The highlight of Ada's birthday party was her gift, the dress-up box. Now, this isn't really a tutorial so much as it's an inexpensive gift idea for toddlers and little kids. I thought of making this box for Ada when I noticed she liked going around the upstairs + rummaging through drawers. She'd put on socks and shoes and tights and mittens and scarves. Anything and everything she could get her hands on.

The beauty of this "project" is that it can be completely free if you have things around your house to use. It can be low-cost if you want to use thrifted items or even use (or sew!) your own. And if can also be all sorts of fancy if you have the budget to make it that way.

The choice is yours.

STEP #1: Find a nice box.

You can use one you already own or buy new. I had this zippered hat box I received a gift in years ago that had been sitting in our attic. I was at the crossroads of either getting rid of it or finding a new use. And actually that's how this whole gift idea started to take shape. I like having a box that closes well -- Ada knows how to use the zipper, but I can hear her before everything gets thrown about the entire house.  

I also think it'd be cool to somehow place a mirror or reflective surface inside the box. So, keep that in mind. Ada loves dressing up, but seeing herself in her fun outfits gets even more smile points.

(Bonus points if kid can fit inside the box.)

STEP #2: Find stuff to put in the box.

You can buy brand new clothing or actual dress-up clothing + costumes at a store, if you want. I opted to hit up thrift stores for some cheaper finds. It means the clothes don't really coordinate and are of various sizes and styles -- but it's perfect for a toddler.

I ended up getting . . .
  • 5 poofy skirts
  • 2 long scarves
  • 2 bandanas
  • 2 fisherman hats
  • 1 fuzzy "leopard" poncho
  • 1 reversible vest
  • 1 pair of sunglasses
  • 1 extremely ridiculous clown sweater
 = $12.50 total 

STEP #3: Maintain the box.

Though this step is one I have yet to follow myself, I've decided that I'm going to wash the clothing in the box once a month -- unless something gets really dirty, which I'm sure is bound to happen. I sort of thought everything would just stay clean, but painting + markers and then snacks + milk happened. It's just like regular clothing.

As well, I might add different items as I find things and cull through my own scarves and such. Or if I see something fun at a thrift store or online and the price is right.
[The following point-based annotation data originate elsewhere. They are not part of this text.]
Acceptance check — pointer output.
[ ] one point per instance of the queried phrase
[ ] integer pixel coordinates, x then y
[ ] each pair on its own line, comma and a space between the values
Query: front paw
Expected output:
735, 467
  • Buy clothing at least one size larger than your child wears. They wear this stuff over their regular clothing, so it makes sense. Sizes for Ada (who is just starting to get into the 2T size) range between 3T to 6. It all goes back to thrift store tips -- sometimes clothing shrinks or just fits different needs.
  • Wash absolutely everything before putting it in the box. I've heard some thrift stores spray clothing with a chemical (could be urban legend -- but I believe it), so it's just not worth risking.
  • Pick crazy things versus just normal everyday clothing. You can this stuff to look ridiculous, but also appeal to the insane style choices of a toddler. The weirder, the better, at least in my opinion.
  • Think beyond play. This whole dress-up thing is also a chance to teach kids how to dress and undress themselves, which is a real life skill. Try to choose clothing that facilitates that development -- bigger neck openings on shirts, for example, make it easier for little hands to navigate these learning waters.
Does your toddler like playing dress-up?